Masa Pandemi COVID-19, Solusi Bantu Pedagang Kecil adalah Berjualan Via Online

0

Oleh: Sayyidah Zahrotul Fitriyah Mahasiswi STEI SEBI

Semenjak COVID-19 datang terkhusus ke Indonesia, perekonomian di Indonesia merosot, apalagi ketika dolar semakin naik dan perbedaan nya melonjak sangat jauh. Entah sampai kapan juga pandemi ini akan terus berlanjut.

Karena banyak yang terkena COVID-19, maka semua orang memilih untuk berdiam diri dirumah. Para pengusaha sudah mengalihkan dari jualan offline ke online. Bagi yang belum punya usaha juga jadi memiliki peluang usaha yang besar. Untuk para Pegawai Negri memiliki jaminan gajih dari pemerintah.

Lalu Bagaimana nasib bagi yang mendapatkan penghasilan dari pekerjaan harian, seperti tukang bubur keliling? Dan apakah mereka bisa memenuhi kebutuhan sehari-hari jika suatu waktu harus berdiam diri dirumah tanpa ada jaminan?

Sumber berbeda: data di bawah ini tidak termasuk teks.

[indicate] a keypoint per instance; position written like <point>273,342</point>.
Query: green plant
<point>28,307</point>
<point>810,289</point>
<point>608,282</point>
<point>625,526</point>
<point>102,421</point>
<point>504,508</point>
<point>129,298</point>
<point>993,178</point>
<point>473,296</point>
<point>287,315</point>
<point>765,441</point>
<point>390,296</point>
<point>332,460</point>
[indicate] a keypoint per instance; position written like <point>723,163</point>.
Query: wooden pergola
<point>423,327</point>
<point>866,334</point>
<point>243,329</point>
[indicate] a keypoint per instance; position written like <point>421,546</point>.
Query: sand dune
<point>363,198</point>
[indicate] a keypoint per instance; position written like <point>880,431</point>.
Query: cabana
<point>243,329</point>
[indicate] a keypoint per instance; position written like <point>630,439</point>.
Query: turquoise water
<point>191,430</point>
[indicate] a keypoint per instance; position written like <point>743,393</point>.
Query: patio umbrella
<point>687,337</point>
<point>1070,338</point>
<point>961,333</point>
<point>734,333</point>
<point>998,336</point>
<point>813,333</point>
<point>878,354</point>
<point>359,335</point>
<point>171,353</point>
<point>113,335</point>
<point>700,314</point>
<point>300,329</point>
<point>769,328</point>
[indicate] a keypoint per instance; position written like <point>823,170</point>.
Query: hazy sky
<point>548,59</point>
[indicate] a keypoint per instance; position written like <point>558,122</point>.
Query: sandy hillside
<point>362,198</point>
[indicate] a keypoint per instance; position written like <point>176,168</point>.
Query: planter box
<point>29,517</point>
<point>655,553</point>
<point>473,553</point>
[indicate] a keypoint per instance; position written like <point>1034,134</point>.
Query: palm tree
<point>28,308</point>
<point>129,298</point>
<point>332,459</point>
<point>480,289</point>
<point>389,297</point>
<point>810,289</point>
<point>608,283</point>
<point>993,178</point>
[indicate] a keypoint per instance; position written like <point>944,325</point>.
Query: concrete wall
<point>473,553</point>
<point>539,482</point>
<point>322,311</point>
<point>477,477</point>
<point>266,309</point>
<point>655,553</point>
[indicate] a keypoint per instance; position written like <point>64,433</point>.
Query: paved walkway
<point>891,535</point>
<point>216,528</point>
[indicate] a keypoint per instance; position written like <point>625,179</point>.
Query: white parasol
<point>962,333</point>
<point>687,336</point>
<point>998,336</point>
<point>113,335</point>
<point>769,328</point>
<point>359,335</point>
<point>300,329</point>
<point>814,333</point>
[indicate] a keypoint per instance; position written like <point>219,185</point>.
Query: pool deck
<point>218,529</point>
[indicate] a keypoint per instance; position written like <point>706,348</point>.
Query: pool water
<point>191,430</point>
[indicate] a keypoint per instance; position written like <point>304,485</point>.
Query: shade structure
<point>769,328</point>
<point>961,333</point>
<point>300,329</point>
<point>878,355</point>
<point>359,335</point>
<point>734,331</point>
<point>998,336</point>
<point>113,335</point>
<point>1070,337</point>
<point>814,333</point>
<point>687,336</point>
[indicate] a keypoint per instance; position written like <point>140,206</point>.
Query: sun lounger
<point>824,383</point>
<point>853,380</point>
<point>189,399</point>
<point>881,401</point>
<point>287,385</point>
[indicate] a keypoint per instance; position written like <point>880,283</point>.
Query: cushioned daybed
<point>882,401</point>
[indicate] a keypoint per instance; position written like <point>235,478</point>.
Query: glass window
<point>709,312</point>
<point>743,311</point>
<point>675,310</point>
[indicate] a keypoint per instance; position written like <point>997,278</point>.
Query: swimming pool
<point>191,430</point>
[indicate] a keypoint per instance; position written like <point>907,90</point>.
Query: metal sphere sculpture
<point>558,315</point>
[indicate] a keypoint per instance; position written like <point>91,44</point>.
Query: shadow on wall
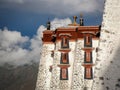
<point>19,78</point>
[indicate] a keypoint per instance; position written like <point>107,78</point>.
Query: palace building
<point>79,57</point>
<point>68,56</point>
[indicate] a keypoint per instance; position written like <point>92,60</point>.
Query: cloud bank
<point>55,7</point>
<point>16,49</point>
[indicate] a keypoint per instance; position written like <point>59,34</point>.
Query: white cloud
<point>16,49</point>
<point>56,7</point>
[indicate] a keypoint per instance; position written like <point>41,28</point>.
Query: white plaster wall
<point>44,75</point>
<point>107,69</point>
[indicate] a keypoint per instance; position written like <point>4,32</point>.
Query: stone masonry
<point>107,69</point>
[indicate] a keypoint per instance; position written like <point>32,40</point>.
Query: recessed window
<point>88,41</point>
<point>64,58</point>
<point>88,57</point>
<point>88,73</point>
<point>64,74</point>
<point>65,43</point>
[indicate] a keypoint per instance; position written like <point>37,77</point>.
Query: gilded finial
<point>74,18</point>
<point>81,20</point>
<point>48,24</point>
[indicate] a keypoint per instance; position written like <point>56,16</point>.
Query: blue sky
<point>20,42</point>
<point>27,15</point>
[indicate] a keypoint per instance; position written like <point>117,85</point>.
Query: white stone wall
<point>107,69</point>
<point>44,75</point>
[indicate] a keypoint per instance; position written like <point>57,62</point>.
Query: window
<point>65,43</point>
<point>88,57</point>
<point>64,74</point>
<point>88,41</point>
<point>88,73</point>
<point>64,58</point>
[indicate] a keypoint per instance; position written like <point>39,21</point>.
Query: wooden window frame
<point>88,73</point>
<point>88,41</point>
<point>64,58</point>
<point>86,57</point>
<point>65,42</point>
<point>64,74</point>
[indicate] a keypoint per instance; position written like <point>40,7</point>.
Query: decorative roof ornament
<point>48,24</point>
<point>81,20</point>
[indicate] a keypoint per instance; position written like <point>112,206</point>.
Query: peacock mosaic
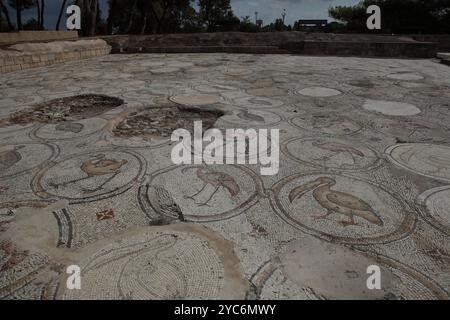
<point>86,179</point>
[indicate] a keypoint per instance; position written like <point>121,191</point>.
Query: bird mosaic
<point>217,180</point>
<point>337,202</point>
<point>98,166</point>
<point>164,204</point>
<point>69,127</point>
<point>337,148</point>
<point>245,115</point>
<point>14,256</point>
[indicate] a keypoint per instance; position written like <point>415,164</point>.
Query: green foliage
<point>31,24</point>
<point>216,15</point>
<point>398,16</point>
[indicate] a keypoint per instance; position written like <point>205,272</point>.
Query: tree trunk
<point>163,17</point>
<point>111,15</point>
<point>132,14</point>
<point>38,11</point>
<point>19,15</point>
<point>41,26</point>
<point>4,9</point>
<point>61,11</point>
<point>93,17</point>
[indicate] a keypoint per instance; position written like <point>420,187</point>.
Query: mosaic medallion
<point>69,130</point>
<point>90,176</point>
<point>428,160</point>
<point>213,88</point>
<point>251,138</point>
<point>391,108</point>
<point>326,123</point>
<point>436,204</point>
<point>164,70</point>
<point>410,130</point>
<point>198,100</point>
<point>332,271</point>
<point>160,263</point>
<point>318,92</point>
<point>342,209</point>
<point>67,109</point>
<point>268,92</point>
<point>257,102</point>
<point>406,76</point>
<point>17,159</point>
<point>409,283</point>
<point>252,119</point>
<point>14,128</point>
<point>201,193</point>
<point>18,267</point>
<point>236,71</point>
<point>331,154</point>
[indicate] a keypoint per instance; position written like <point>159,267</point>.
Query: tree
<point>217,15</point>
<point>147,16</point>
<point>4,11</point>
<point>398,16</point>
<point>277,26</point>
<point>40,8</point>
<point>247,25</point>
<point>61,12</point>
<point>19,6</point>
<point>90,14</point>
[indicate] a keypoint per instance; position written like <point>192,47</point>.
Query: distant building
<point>312,25</point>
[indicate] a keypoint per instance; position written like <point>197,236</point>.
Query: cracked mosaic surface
<point>364,175</point>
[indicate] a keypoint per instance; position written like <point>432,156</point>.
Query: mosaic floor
<point>370,134</point>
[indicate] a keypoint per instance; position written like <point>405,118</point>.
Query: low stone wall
<point>205,49</point>
<point>25,56</point>
<point>33,36</point>
<point>418,50</point>
<point>362,45</point>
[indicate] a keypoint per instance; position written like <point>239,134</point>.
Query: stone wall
<point>363,45</point>
<point>25,56</point>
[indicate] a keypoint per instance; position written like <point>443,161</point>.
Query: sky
<point>268,10</point>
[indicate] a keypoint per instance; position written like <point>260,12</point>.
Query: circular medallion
<point>411,130</point>
<point>406,76</point>
<point>17,159</point>
<point>90,176</point>
<point>198,100</point>
<point>318,92</point>
<point>257,102</point>
<point>331,154</point>
<point>268,92</point>
<point>163,263</point>
<point>202,193</point>
<point>69,130</point>
<point>342,209</point>
<point>391,108</point>
<point>326,123</point>
<point>436,203</point>
<point>252,119</point>
<point>429,160</point>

Bagaimana solusinya? Maka berikut adalah solusinya

1. Membeli Barang dagangannya.

Saat seperti ini yang banyak dibutuhkan orang dirumah saat ini yaitu bahan pokok, contohnya seperti sayur-mayur, bubur dsb. Banyak pulak tukang sayur keliling yang masih menjajap sayurannya demi keberlangsungan hidupnya. Maka kita bantu dengan membeli apa yang dijualnya.

Banyak dari penjual yang masih berkeliling dan yang menjual barang pokok justru sangat laku dan cepat habis dari biasanya, ini termasuk faktor semua orang berada dirumah. Ini adalah hubungan saling menguntungkan bagi penjual maupun konsumen.

2. Bantu mempromosikan barang dagangannya.

Sebenarnya pada masa pandemi seperti ini yang paling dihindari adalah perkumpulan orang dan berinteraksi dengan orang lain yang kita tidak mengetahui kesehatan orang tersebut. Jualan online adalah ide yang sangat pas, tapi berhubung orang jualan offline jarang terfokus kesana maka, kita bantu dengan mempromosikan sekitar komplek perumahan kita saja dulu seperti menarik perhatian orang-orang sekitar agar saling membantu.

Dalam bentuk apa cara mempromosikannya, sedangkan tukang jualan bubur hanya berkeliling sekitar daerah itu saja, tapi tidak bisa jauh-jauh juga.

Contohnya, buatkan poster digital, pasang di media sosial kalian atau grup WA komplek rumah serta cantumkan nomor telepon Tukang jualannya, sehingga ketika ada yang memesan bisa langsung berkomunikasi dengan yang bersangkutan, atau cantumkan kapan saja ia berkeliling, sehingga orang yang #dirumahaja menunggu waktu nya ia jualan keliling.

3. Sebar luaskan Informasi

Jika cara pertama sudah dilakukan dan solusi kedua sudah dilaksanakan kemudia berhasil maka selanjutnya adalah sebar luaskan informasi jualannya, ketika orang-orang sudah memiliki kepercayaan maka lebih mudah untuk menyebarkan informasi tersebut dengan #dirumahaja.

Mungkin cukup sekian sedikit solusi untuk membantu Tukang jualan keliling selama pandemi ini belum berakhir. Gerakan kecil yang mungkin tak terasa bagi kita tapi sangat berkesan atau merasa terbantu bagi siapa yang kita tolong.

Semoga Bumi cepat membaik keadaannya. Dan untuk teman-teman tetap #dirumahaja, bagi yang tidak ada kepentingan berlebih. Dengan kita #dirumahaja kita sudah berkontribusi untuk membaik nya bumi ini.